Sin is a way to understand how our individual actions could possibly matter to something infinitely bigger than us, and in First Reformed it becomes a way to grasp at the strange enormity of global warming—how it permeates the most mundane moments of our lives yet can seem too vast to have any hope of addressing. The sins at the center of The Card Counter and Master Gardener are more personal to the men who committed them, but not entirely—they seep out, and spread. William Tell has deadened himself to the world and the world around him seems half-dead, a purgatory of airless, anonymous spaces and empty activity. In Master Gardener the symbolism is even more direct: a garden, Gracewood, is ruined (the vandals even spraypaint swastikas inside Narvel’s cabin, though they have no way of knowing about his past).

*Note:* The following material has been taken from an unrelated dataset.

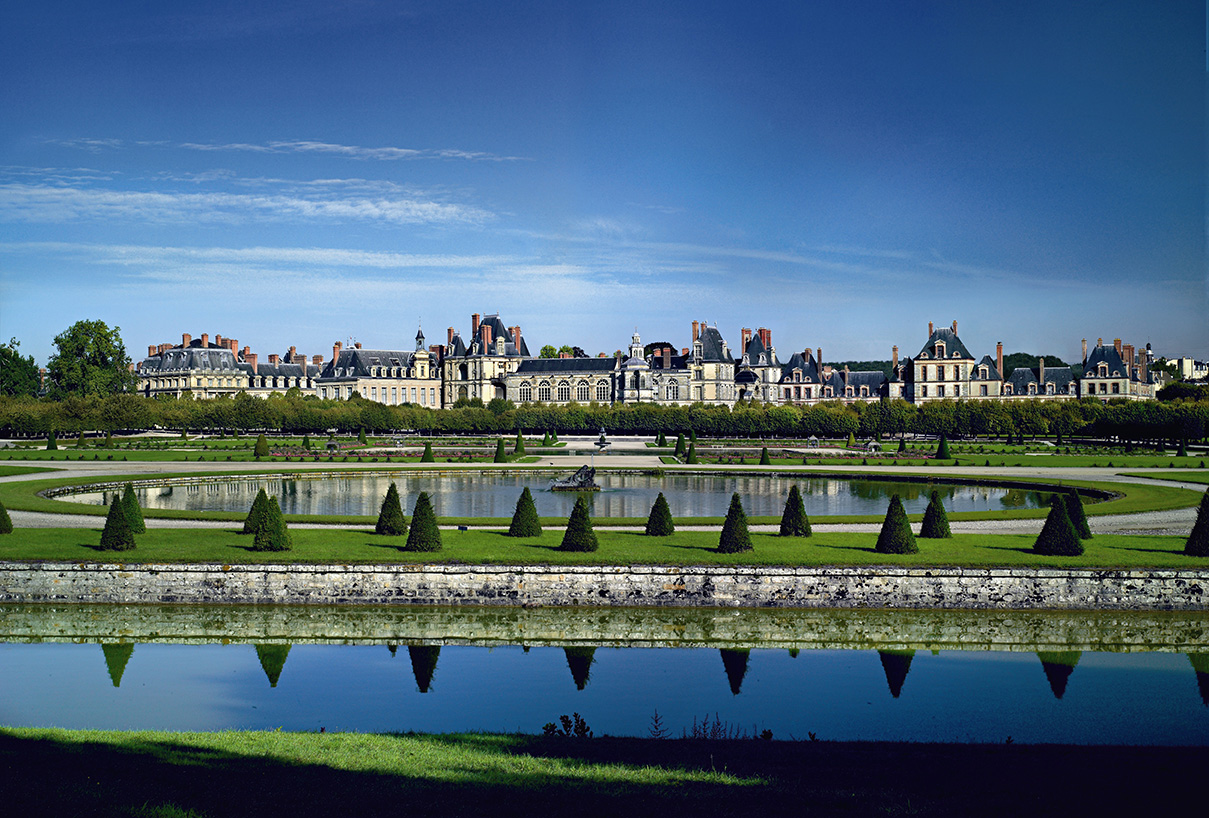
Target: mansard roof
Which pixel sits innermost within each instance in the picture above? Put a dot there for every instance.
(953, 346)
(568, 366)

Toller and Tell end up suspended between grace and damnation. Schrader has said that he left the ending of First Reformed intentionally ambiguous, and in The Card Counter he returns again to the paradoxical final shot of Pickpocket, with his protagonist newly imprisoned yet newly free. In Master Gardener he reaches for something else, for a picture of true absolution and peace. The ending is unsatisfying because it is so clearly unearned, so inadequate to the questions the film has asked. But the desire to end this way, with this moment, is affecting nonetheless.
It’s an odd, fucked-up film that wants, deep down, to be a love story. We all want to wind up like Narvel: accepted, embraced, whether we’ve earned it or not. “Can God forgive us?” Michael asked Toller in First Reformed. Now Schrader has tried to imagine that someone, at least, can.